軍艦榛名・出雲戦没者慰霊碑(江田島市江田島町小用 江田島公園内)

軍艦榛名と練習艦出雲が沈没したさい犠牲になられた方の合同戦没者慰霊碑です。
軍艦榛名は昭和20年3月の呉空襲を皮切りに、数度の空襲で攻撃を受けた後、海上砲台の活用も含め江田島町小用沖に繋留されていましたが、7月28日の空襲で大破着底し、71名の犠牲者がでました。
また、同年7月24日、海軍兵学校の練習艦出雲(元・装甲巡洋艦)は江田島市江田島町高須で攻撃を受け転覆し、3名の犠牲者をうみました。
この慰霊の横には昭和18年8月5日呉海軍工廠火工部第二装填工場小用作業場において起こった爆発事故により殉職した方の慰霊碑もあります。

小用沖に大破着底した榛名

 

軍艦榛名は、金剛型巡洋戦艦の3番艦です。金剛型は日本で初めての超弩級巡洋戦艦で、1番艦金剛はイギリス・ヴィッカーズ社で建造され、同型艦3隻は国内で建造する方式を取りました。
榛名は、明治45年3月6日に川崎造船所(現・川崎重工)で起工され、大正4年4月19日に竣工しました。35.6cm連装主砲4基と強力な兵力、最高速力30ノットですが、防御力は十分ではないため巡洋戦艦でした。
その後、大正13年から行われた第一次大改造で防御力と砲戦能力の強化が行われましたが、速力が落ちたため戦艦に変更されました。昭和8年から行われた第二次大改造で、砲戦能力の強化、主機の換装、艦尾の延長を行い、再び30ノットが発揮できるようになり高速戦艦となりました。
太平洋戦争中は、機動部隊の護衛、ガダルカナル島砲撃、サマール沖海戦では米護衛空母部隊を砲撃しましたが、その後は呉へ帰り燃料不足で江田島小用沖に係留され、数度の呉空襲で米艦載機の攻撃を受けました。7月24日、28日の攻撃は熾烈を極め榛名は多数の爆弾が命中、至近弾も多数受け、浸水により海底に着底し、その状態で終戦を迎えました。

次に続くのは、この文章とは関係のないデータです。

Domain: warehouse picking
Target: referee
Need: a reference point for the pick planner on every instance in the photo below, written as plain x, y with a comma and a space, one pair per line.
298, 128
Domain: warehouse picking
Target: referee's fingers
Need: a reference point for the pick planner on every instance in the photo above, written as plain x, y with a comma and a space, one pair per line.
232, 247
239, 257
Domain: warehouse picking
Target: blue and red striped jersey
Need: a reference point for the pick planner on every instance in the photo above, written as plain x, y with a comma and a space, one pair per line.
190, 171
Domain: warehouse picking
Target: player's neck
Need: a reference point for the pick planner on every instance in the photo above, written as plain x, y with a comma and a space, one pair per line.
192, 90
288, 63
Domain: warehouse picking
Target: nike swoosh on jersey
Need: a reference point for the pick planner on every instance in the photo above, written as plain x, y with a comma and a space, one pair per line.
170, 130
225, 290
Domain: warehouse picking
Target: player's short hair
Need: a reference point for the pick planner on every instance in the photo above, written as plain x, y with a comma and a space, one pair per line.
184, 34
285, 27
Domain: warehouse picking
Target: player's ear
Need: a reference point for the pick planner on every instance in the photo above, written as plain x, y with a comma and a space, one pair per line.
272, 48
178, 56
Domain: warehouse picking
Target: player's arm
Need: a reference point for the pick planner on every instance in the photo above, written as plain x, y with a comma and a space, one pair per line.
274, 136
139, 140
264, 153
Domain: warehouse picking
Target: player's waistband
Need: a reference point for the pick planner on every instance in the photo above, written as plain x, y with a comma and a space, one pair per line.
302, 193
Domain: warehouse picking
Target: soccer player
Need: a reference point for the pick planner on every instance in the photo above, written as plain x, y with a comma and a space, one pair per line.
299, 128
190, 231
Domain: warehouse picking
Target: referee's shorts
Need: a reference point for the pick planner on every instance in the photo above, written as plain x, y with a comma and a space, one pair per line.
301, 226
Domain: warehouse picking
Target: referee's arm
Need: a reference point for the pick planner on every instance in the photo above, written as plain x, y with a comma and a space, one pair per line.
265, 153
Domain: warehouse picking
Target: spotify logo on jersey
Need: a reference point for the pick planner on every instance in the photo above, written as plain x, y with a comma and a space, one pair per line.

軍艦出雲は、日露戦争前に完成した装甲巡洋艦です。昭和18年には兵学校の練習艦となりましたが、昭和20年7月24日の呉空襲で、江田島高須沖で係留中、米艦載機の攻撃を受け転覆沈没しました。

 

また、この慰霊の横には昭和18年8月5日呉海軍工廠火工部第二装填工場小用作業場において起こった爆発事故により殉職した方の慰霊碑もあります。

 

<行き方>

江田島町小用港から青看板に従い、秋月方面へ向ってください。
小用港から200~300mくらいにあります。江田島中央公園内。